Tossed Salads and Scrambled Eggs

Li’l Woody’s – Capitol Hill, Seattle

Posted on: Thursday 19 January 2012

I’ve walked by Li’l Woody’s many times and I’ve seen their posters on light posts. Shirley and I finally went there for a weekday lunch on a wintry day. It was mostly cloudy and welcomed sunshine shimmered through the grey clouds intermittently. The snowstorm forecast provoked a sense of impending doom across Seattle but a meal at Li’l Woody’s will cheer up any hypochondriac!

I had to read this sign twice to appreciate the humour!

Is the cute mascot a baby Sasquatch wearing a pair of stone washed overalls?

The counter greeted patrons at the entrance.

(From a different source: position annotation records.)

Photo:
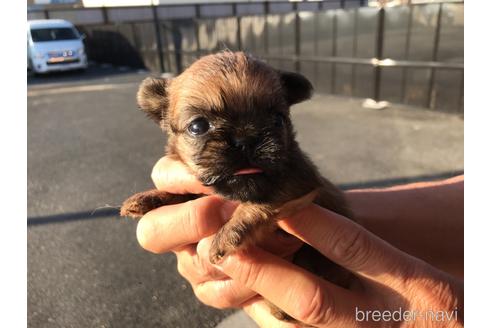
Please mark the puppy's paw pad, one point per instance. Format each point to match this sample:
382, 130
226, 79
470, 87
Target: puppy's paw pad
132, 209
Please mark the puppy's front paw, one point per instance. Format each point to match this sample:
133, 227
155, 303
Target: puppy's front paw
226, 241
139, 204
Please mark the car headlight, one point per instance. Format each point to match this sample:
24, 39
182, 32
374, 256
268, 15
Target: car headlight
38, 55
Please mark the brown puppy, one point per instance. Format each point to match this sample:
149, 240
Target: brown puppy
227, 120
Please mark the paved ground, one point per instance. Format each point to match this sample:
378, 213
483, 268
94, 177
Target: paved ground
89, 148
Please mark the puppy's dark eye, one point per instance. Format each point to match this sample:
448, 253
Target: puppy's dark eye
199, 126
279, 120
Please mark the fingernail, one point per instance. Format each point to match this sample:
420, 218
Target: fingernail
227, 209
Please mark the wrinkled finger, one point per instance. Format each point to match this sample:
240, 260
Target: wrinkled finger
169, 227
196, 269
350, 245
299, 293
259, 311
173, 176
223, 294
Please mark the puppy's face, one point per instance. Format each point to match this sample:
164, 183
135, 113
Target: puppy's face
227, 118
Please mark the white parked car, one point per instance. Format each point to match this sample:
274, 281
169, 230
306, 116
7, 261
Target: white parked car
54, 45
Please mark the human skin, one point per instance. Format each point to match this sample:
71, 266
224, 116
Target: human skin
387, 277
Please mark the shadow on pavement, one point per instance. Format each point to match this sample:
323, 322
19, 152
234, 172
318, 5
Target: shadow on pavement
92, 72
110, 212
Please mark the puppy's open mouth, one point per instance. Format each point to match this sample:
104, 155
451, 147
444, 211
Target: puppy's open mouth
249, 170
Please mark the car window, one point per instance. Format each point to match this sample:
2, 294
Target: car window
53, 34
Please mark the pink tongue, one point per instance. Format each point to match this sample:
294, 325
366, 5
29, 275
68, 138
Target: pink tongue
250, 170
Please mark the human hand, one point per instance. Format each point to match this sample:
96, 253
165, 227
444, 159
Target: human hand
391, 283
187, 229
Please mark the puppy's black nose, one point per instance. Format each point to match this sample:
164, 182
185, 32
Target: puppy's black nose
244, 143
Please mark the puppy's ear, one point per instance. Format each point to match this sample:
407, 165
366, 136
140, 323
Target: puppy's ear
152, 98
296, 87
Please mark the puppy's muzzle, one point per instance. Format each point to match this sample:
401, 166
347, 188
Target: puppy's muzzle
245, 143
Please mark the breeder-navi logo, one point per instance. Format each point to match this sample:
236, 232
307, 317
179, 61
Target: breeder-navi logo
405, 315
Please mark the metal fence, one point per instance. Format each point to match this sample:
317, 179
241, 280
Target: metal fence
410, 53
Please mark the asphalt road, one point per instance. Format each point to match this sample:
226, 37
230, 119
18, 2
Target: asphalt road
89, 148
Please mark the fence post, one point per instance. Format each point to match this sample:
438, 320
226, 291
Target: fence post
431, 91
158, 38
403, 90
267, 11
379, 55
334, 52
297, 38
238, 23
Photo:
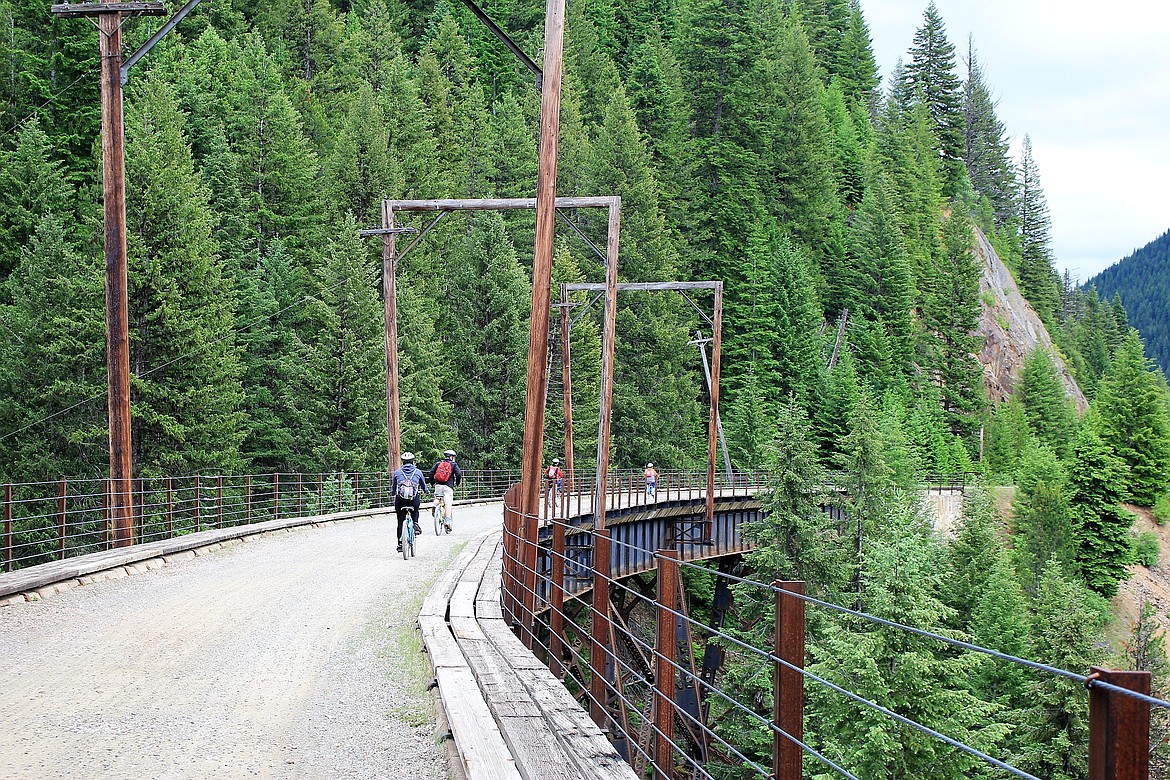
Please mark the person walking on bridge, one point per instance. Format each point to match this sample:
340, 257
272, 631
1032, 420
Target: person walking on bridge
407, 484
446, 476
555, 477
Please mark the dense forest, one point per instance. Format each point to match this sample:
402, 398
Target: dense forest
1142, 282
750, 142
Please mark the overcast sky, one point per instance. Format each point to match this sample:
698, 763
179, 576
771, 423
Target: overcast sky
1089, 83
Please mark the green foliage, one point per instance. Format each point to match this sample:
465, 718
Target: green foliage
1134, 421
1147, 550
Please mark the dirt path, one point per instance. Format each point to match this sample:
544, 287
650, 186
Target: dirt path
290, 656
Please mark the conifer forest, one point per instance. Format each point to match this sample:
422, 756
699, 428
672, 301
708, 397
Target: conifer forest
751, 142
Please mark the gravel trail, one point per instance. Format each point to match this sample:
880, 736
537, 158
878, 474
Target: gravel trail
288, 656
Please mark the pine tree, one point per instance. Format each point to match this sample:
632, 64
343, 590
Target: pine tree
988, 156
1046, 407
185, 363
1133, 421
930, 75
1095, 489
53, 360
1036, 275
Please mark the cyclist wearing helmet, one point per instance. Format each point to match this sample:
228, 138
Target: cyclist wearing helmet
408, 484
446, 476
555, 476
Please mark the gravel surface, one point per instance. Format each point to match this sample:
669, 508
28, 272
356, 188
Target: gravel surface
293, 656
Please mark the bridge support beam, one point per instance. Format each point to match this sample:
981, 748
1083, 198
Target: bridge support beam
666, 646
1119, 727
787, 683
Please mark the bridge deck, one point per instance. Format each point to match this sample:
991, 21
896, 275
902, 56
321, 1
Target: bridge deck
509, 716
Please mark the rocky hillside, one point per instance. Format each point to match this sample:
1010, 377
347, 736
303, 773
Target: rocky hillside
1010, 329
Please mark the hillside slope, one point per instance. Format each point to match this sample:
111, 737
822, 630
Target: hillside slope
1143, 283
1010, 329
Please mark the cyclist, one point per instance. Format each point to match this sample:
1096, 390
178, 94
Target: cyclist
408, 484
446, 476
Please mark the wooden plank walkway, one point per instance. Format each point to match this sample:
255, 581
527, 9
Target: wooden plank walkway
510, 717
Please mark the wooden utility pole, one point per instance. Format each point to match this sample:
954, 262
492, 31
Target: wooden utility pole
390, 328
542, 266
114, 197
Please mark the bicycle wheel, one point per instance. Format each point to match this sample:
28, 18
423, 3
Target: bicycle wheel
407, 539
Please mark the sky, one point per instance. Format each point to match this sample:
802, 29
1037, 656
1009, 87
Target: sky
1089, 84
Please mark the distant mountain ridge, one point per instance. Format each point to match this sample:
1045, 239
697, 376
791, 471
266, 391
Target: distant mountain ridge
1143, 282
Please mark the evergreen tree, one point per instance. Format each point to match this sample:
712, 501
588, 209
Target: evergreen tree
930, 75
988, 154
1095, 489
1133, 421
185, 363
348, 405
1050, 415
1036, 275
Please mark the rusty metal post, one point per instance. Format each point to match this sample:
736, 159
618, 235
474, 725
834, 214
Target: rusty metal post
714, 418
61, 518
1119, 727
599, 629
390, 322
568, 392
542, 259
7, 527
557, 600
666, 649
787, 684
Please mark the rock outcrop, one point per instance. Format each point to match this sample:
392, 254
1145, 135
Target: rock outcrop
1010, 329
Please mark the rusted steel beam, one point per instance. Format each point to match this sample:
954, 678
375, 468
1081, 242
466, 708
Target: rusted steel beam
714, 418
542, 262
1119, 727
666, 647
74, 9
599, 630
7, 527
608, 336
390, 328
502, 204
568, 394
642, 287
557, 601
61, 518
787, 684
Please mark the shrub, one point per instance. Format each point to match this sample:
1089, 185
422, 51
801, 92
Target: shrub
1147, 550
1162, 509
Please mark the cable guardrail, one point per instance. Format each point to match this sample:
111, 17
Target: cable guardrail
48, 520
537, 586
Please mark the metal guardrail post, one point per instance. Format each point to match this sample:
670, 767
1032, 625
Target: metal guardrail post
7, 527
599, 628
1119, 727
666, 647
61, 518
787, 683
557, 601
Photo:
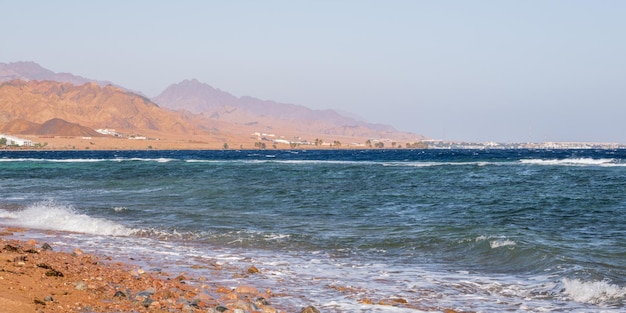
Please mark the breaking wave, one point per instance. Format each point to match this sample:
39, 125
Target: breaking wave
48, 215
574, 162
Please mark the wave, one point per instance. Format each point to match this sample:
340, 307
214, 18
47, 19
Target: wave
48, 215
594, 292
86, 160
574, 162
496, 242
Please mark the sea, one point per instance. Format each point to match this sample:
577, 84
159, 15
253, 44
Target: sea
396, 230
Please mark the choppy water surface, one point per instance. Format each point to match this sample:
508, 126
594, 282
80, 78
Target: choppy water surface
488, 231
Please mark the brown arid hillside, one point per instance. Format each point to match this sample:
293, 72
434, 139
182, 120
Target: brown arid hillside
252, 115
54, 109
61, 108
52, 127
88, 105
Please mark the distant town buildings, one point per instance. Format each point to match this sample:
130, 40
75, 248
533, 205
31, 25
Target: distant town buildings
15, 141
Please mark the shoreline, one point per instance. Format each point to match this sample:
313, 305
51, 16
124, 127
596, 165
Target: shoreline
36, 278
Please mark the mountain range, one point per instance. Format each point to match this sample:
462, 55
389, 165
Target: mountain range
32, 96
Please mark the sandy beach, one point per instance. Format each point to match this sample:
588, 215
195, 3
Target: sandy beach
36, 278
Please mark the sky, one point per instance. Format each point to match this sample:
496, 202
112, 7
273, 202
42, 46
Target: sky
504, 71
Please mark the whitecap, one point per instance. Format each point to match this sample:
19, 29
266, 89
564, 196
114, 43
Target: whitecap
595, 292
49, 215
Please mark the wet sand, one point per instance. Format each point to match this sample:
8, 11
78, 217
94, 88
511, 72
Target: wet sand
36, 278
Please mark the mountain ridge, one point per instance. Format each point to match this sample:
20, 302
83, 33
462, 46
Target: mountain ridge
188, 109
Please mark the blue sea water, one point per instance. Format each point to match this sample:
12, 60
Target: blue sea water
471, 230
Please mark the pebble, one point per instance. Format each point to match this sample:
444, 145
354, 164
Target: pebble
310, 309
81, 286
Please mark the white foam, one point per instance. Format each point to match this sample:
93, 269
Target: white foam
574, 162
49, 215
595, 292
501, 243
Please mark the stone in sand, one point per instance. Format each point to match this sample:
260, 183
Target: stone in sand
310, 309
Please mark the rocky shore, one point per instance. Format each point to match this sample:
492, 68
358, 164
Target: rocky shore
36, 278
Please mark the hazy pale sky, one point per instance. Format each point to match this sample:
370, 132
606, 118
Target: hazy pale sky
512, 71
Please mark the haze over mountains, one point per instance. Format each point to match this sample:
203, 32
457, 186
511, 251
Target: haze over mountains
32, 96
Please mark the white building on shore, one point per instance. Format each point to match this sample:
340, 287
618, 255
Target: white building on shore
15, 141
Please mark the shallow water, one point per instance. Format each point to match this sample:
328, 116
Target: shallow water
479, 230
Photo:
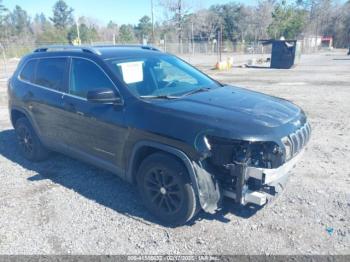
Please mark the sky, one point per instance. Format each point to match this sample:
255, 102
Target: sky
119, 11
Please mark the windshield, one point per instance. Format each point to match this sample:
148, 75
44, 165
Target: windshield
161, 76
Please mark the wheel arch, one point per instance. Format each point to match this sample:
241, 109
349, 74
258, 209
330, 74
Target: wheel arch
205, 187
144, 148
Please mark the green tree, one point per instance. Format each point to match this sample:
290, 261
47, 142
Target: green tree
62, 15
3, 11
288, 21
20, 21
126, 34
144, 28
231, 15
86, 34
52, 35
3, 14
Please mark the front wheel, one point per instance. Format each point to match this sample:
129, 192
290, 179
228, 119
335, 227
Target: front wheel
166, 189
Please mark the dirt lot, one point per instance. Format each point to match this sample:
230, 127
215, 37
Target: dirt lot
65, 206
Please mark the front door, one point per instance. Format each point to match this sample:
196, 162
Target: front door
92, 128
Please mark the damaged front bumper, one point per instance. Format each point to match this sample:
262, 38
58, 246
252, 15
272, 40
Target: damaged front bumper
271, 181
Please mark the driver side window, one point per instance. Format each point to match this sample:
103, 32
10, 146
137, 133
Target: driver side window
86, 76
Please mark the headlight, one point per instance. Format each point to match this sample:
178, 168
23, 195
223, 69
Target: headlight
287, 147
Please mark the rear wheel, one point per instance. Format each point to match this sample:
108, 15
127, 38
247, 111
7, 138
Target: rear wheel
166, 189
29, 144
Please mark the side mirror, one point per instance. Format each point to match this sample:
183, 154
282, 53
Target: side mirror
104, 96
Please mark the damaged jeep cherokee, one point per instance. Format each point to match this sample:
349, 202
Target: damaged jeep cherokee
183, 138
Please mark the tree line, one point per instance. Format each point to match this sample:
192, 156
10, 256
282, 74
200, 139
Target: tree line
234, 22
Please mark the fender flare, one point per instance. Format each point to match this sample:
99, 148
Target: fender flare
205, 187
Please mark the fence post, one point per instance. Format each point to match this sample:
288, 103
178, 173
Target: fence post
4, 58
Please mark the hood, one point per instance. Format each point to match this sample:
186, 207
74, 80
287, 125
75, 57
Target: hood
231, 109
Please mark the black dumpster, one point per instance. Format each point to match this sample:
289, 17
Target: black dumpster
283, 53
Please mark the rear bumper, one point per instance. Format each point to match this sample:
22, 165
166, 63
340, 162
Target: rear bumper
273, 181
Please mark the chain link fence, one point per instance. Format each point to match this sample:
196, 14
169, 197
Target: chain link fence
198, 52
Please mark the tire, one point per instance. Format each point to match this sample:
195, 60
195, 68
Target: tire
28, 142
166, 189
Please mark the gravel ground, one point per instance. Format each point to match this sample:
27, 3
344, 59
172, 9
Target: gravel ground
63, 206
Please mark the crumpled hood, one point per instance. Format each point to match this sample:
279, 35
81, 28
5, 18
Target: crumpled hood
235, 110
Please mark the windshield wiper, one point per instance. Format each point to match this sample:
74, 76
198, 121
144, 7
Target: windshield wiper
203, 89
159, 97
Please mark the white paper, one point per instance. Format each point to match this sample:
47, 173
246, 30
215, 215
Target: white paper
132, 72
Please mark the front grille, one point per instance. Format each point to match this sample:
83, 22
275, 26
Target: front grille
298, 139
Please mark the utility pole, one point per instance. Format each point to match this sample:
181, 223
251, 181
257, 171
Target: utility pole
78, 32
152, 17
192, 40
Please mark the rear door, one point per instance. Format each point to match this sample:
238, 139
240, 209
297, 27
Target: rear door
44, 92
95, 129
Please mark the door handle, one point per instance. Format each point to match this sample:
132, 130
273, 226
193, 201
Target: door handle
28, 96
69, 107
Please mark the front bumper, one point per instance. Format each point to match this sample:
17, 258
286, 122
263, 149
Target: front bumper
272, 181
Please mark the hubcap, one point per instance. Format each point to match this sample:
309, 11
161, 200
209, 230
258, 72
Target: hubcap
163, 190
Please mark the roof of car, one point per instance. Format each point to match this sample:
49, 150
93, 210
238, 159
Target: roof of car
104, 52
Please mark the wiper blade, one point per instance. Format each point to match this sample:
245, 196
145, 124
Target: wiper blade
203, 89
159, 97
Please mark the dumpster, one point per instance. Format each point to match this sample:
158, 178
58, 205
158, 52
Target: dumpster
284, 53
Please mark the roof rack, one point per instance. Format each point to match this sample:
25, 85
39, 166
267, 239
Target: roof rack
148, 47
87, 49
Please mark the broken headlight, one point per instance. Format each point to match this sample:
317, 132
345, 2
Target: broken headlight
258, 154
288, 148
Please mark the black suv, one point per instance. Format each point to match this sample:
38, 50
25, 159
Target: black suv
185, 139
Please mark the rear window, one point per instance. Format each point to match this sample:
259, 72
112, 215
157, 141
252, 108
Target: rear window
51, 73
28, 71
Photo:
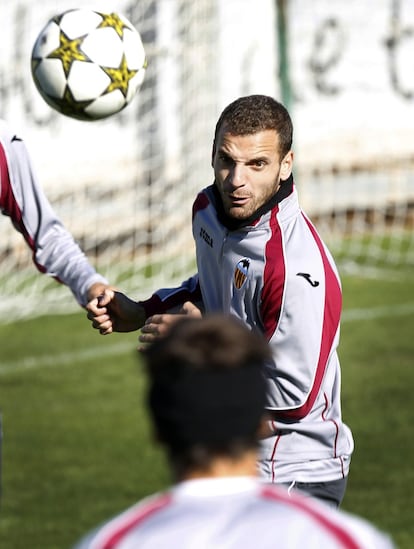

An open plan kitchen and several bar tables were downstairs, and additional seating were on the mezzanine level of the loft. Li’l Woody’s branded t-shirts were pegged a string for sale.

Framed by rustic wooden planks, the menu was stencilled a little high on the tangerine wall. I squinted and shuffled backwards to read it.

A burger decal next to the menu whetted our appetite.

A practical mix of wooden slats, tiles and stainless steel decorated the open plan kitchen. As we waited for our number to be called, we watched the chefs deftly assemble burgers.

Despite the cold weather we both sipped a decadently thick Molly Moon’s Theo Chocolate milkshake.

I selected the eponymous Li’l Woody burger. Served in a traditional diner style basket lined with red chequered parchment, the burger had a quarter pound of Painted Hills beef patty with Tillamook cheddar, diced onions, pickles, ketchup and mayonnaise. It was a scrumptious combination and the sturdy bun absorbed the flavours of the fresh ingredients.

Coated in a golden batter, the onion rings were crunchy and the allium translucent on the inside. There was a variety of sauces to pair with.

Shirley chose the Pendleton which had a third of a pound of Painted Hills beef patty, Tillamook cheddar, onion ring, mayonnaise and house made barbecue sauce. Lettuce, tomato and other extras, including peanut butter (!), were priced at fifty cents or a dollar. The side of hand cut French fries were well cooked.

We perched on the stools and chatted for a while, reluctant to exit into the blustery chill.